The government stepped up after a recommendation by the Indian Council of Medical Research (ICMR), which raised concerns that nimesulide could cause liver damage that may become life-threatening in certain patients.

A government notification was issued on December 30 announcing the ban.

“The Central Government is satisfied that it is necessary and expedient in the public interest to prohibit the manufacture, sale and distribution of the said drug in the country for human use,” the order said.

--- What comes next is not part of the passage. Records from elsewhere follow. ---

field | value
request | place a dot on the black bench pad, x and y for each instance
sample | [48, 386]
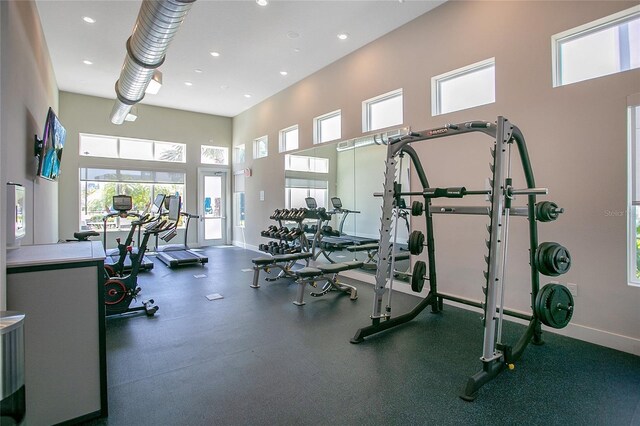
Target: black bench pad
[261, 261]
[308, 272]
[363, 247]
[292, 256]
[334, 268]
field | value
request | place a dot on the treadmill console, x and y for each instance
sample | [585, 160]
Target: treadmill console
[337, 203]
[122, 203]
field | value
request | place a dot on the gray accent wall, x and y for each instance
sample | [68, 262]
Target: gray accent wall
[27, 89]
[576, 135]
[89, 114]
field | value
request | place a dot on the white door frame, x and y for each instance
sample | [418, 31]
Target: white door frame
[207, 171]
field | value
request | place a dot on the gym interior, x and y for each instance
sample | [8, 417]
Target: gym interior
[304, 289]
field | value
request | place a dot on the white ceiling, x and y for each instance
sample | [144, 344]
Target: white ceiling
[255, 43]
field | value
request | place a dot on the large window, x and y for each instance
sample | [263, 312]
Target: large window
[606, 46]
[289, 138]
[634, 198]
[261, 147]
[210, 154]
[382, 111]
[296, 190]
[304, 163]
[98, 186]
[464, 88]
[131, 149]
[327, 127]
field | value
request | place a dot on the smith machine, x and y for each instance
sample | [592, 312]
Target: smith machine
[551, 305]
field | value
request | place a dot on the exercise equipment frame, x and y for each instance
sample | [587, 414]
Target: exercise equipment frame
[495, 354]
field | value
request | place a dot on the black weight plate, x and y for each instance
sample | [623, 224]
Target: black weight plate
[416, 208]
[561, 296]
[114, 292]
[561, 260]
[417, 277]
[548, 302]
[542, 259]
[416, 242]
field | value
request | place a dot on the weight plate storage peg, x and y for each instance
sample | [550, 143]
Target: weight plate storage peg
[547, 211]
[416, 242]
[554, 305]
[418, 275]
[417, 208]
[552, 259]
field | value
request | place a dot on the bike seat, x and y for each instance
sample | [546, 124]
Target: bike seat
[84, 235]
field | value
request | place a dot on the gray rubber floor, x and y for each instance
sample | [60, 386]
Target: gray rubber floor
[254, 358]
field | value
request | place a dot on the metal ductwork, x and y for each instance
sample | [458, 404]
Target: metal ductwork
[157, 24]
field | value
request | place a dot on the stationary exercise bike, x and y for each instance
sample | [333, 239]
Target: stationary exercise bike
[119, 292]
[119, 268]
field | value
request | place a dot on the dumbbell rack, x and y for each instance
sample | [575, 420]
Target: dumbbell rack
[290, 240]
[551, 305]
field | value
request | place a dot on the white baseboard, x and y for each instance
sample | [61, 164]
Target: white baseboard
[576, 331]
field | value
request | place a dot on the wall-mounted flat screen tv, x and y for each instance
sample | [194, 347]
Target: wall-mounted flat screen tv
[50, 154]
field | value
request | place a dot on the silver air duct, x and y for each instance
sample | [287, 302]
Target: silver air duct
[157, 24]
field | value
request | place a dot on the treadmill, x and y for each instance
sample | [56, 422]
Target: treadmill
[122, 204]
[174, 255]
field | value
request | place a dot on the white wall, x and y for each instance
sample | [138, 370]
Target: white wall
[89, 114]
[576, 136]
[27, 89]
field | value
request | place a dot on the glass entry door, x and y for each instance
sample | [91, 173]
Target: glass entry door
[212, 207]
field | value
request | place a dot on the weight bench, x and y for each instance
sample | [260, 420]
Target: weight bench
[281, 261]
[372, 252]
[328, 274]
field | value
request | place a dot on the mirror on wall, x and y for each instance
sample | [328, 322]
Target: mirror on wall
[342, 177]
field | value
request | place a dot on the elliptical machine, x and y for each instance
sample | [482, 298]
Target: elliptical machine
[119, 292]
[117, 263]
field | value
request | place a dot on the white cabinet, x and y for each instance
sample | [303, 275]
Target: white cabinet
[60, 289]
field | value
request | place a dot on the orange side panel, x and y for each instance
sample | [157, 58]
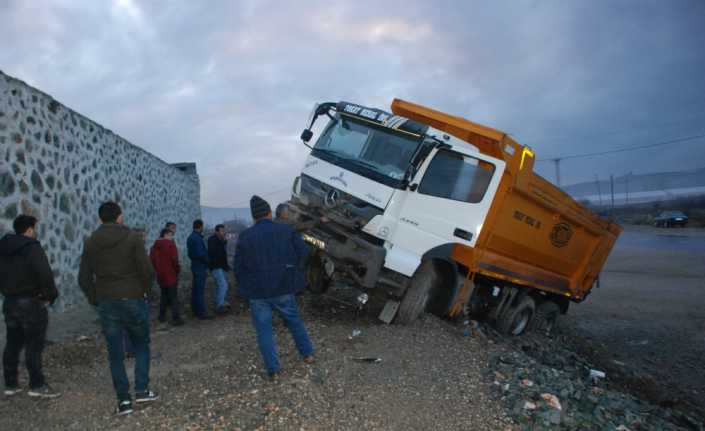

Nimesulide Use: Existing Restrictions Among Children, New Worries In Adults

India had already banned the use of nimesulide in children below the age of 12 after reports of severe hepatotoxicity were recorded in young patients, both globally and domestically. India further restricted the use of the drug in February 2025 when it was banned for veterinary purposes.

drug’s safety profile.

According to the ICMR report, nimesulide demonstrates a poor safety profile even in adults. The report recommended that the drug be reserved strictly as a second-line treatment and prescribed only after first-line therapies have been tried and found ineffective.

DTAB Review on Nimesulide Use

While some experts favoured an all-India ban on nimesulide, the Drug Technical Advisory Board (DTAB), which functions under India’s apex drug regulator, in April, opted for further evaluation before taking a final call.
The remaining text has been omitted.